My newsletter editorial for Wednesday: “Smoking the CIO-Doctor Peace Pipe: Let Practices Choose Their Own PM/EMR Gift”.
SAP will buy Business Objects for $6.8 billion, guaranteeing software vendors and customers that Crystal Reports will get even more expensive for producing labels and reports.
North Carolina Healthcare Information and Communications Alliance (NCHICA) gets a HHS contract to develop NHIN interfaces and transaction sets.
Three Georgia nurses are fired for HIPAA violations. Apparently the trio was intrigued by a patient in the SICU who had a knife through his skull. They used their cell phones to take pictures.
Ascension Health, Catholic Health Initiatives (CHI) and Catholic Health East (CHE) have joined together to form CHV II, LP a $200 million VC fund focused on investments in the healthcare industry.
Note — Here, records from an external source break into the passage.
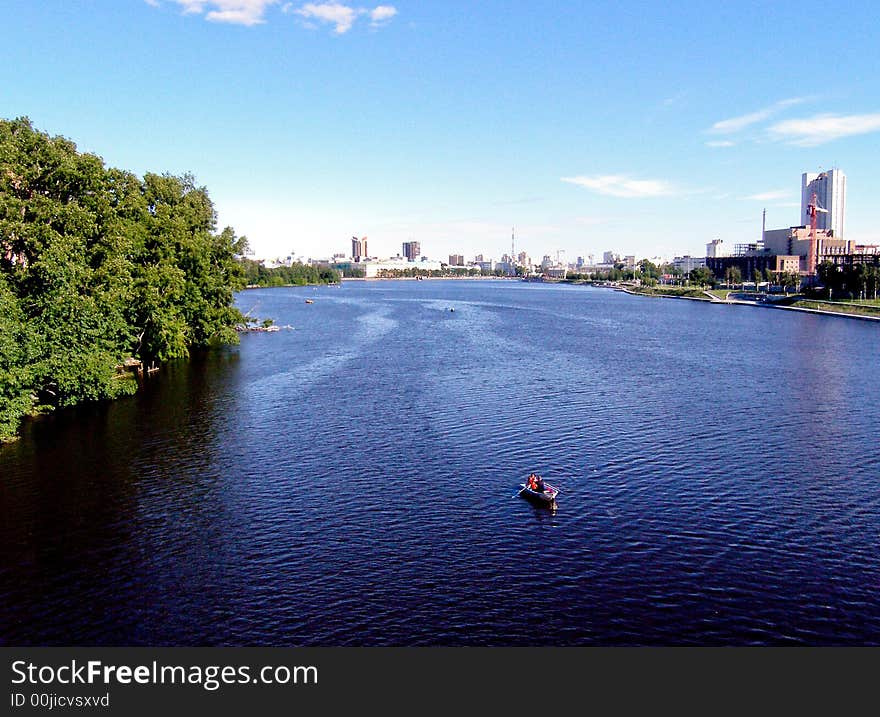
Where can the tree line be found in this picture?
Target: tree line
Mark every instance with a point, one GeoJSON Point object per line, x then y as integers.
{"type": "Point", "coordinates": [297, 274]}
{"type": "Point", "coordinates": [99, 266]}
{"type": "Point", "coordinates": [860, 281]}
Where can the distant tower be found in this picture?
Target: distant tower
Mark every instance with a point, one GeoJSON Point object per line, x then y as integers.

This is the second fund venture for Ascension and the first for CHI and CHE. They will target expansion to late stage medical device companies, and healthcare technology and service companies.
Siemens announces that they really do have clients using their EDM and Soarian HIM solutions. If you are going to the AHIMA, you can visit the Siemens booth and talk to some of their real clients. (Did anyone else reading this press release interpret their main message as, “We have clients”? Or maybe I am just turning cynical like Mr. H.)
Set your DVR’s to CNBC! Wednesday morning at 9:30 a.m. ET Allscripts CEO Glen Tullman is presiding over the NASDAQ opening bell.